Le misérable était toujours là. À cent pas de lui, Cyprien et Lî s’arrêtèrent. Voici ce qui s’était passé.

Le Napolitain, tout à l’ardeur de sa poursuite, n’avait pas aperçu un gigantesque filet, tendu par les Cafres, pour prendre les oiseaux qui font à leurs récoltes une guerre incessante. Or, c’est dans ce filet qu’Annibal Pantalacci venait de s’empêtrer.

Et ce n’était pas là un filet de petite dimension ! Celui-là mesurait au moins cinquante mètres de côté et recouvrait déjà plusieurs milliers d’oiseaux de toute espèce, de toute taille, de tout plumage, et entre autres, une demi-douzaine de ces énormes gypaëtes, d’une envergure d’un mètre cinquante, qui ne dédaignent pas les régions de l’Afrique australe.

La chute du Napolitain, au milieu de ce monde de volatiles, les mit naturellement en grande rumeur.

Annibal Pantalacci, d’abord un peu étourdi de sa chute, avait essayé presque aussitôt de se relever. Mais ses pieds, ses jambes, ses mains, s’étaient si bien pris dans les mailles du filet, qu’il ne put pas parvenir du premier coup à s’en dégager.

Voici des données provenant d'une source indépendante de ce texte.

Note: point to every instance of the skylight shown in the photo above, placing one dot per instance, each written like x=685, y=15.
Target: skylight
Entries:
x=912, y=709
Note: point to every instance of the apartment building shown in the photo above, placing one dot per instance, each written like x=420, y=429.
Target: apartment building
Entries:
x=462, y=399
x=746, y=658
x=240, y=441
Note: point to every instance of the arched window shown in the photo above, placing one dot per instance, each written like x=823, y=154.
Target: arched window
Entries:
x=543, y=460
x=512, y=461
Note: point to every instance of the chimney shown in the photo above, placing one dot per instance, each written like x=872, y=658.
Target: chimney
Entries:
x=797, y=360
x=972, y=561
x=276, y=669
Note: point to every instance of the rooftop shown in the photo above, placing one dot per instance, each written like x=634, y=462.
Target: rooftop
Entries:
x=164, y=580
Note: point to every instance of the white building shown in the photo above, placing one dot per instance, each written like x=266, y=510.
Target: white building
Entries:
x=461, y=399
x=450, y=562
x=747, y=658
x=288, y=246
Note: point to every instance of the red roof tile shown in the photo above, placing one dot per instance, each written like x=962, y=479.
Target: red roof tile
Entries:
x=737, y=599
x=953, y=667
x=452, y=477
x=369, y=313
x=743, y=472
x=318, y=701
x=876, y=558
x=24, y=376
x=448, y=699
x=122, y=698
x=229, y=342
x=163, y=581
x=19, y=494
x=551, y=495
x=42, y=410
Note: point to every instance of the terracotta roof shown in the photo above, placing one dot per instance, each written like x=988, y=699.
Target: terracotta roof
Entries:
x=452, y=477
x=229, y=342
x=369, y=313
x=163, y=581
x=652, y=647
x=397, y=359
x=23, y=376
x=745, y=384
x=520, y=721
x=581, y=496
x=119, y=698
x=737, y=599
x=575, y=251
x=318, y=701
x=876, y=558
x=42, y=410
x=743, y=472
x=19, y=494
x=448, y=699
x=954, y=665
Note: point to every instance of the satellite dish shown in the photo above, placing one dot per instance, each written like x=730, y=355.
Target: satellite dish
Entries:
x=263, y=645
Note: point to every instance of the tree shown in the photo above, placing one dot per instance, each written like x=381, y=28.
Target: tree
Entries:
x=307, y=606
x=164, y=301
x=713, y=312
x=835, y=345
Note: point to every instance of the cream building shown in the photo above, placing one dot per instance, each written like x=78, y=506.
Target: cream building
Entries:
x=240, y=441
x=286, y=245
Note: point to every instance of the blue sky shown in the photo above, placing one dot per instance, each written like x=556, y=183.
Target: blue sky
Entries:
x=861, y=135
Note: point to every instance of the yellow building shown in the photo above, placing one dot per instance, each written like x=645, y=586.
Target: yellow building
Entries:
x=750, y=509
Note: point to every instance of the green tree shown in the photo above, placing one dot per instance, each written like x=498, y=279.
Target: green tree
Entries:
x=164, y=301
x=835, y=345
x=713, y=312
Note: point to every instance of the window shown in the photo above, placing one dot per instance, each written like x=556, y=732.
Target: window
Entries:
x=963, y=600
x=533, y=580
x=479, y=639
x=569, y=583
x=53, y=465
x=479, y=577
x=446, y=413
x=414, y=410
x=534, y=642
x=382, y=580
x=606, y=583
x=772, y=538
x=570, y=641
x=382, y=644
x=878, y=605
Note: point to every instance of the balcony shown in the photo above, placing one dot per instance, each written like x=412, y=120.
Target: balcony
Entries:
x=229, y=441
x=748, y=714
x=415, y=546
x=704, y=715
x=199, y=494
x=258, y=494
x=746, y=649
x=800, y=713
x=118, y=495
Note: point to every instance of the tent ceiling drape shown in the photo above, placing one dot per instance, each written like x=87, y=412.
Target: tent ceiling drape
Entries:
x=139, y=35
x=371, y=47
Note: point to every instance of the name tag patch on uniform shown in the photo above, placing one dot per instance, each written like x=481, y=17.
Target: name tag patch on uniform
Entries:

Il n’y avait pas de temps à perdre, pourtant. Aussi donnait-il des secousses terribles, tirant de toutes ses forces sur le filet, le soulevant, l’arrachant aux piquets qui le maintenaient au sol, tandis que les oiseaux, grands et petits, faisaient le même travail pour s’enfuir.

Mais plus le Napolitain luttait, plus il s’embarrassait dans les solides mailles de l’immense nasse.

Cependant, une humiliation suprême lui était réservée. Une des girafes venait de le rejoindre, et celui qui la montait, n’était autre que le Chinois. Lî s’était jeté à terre, et avec sa malice froide, pensant que le meilleur moyen de s’assurer du prisonnier était de l’enfermer définitivement dans le filet, il n’avait rien de plus pressé que de détacher le côté qui se trouvait vers lui avec l’intention d’en rabattre les mailles les unes sur les autres.

C’est à cet instant que se produisit soudain un coup de théâtre des plus inattendus.

En ce moment, le vent se mit à souffler avec une extrême furie, courbant tous les arbres du voisinage, comme si quelque effroyable trombe eût passé au ras du sol.

Or, Annibal Pantalacci, dans ses efforts désespérés, avait déjà arraché un bon nombre des piquets qui retenaient le filet par son appendice inférieur.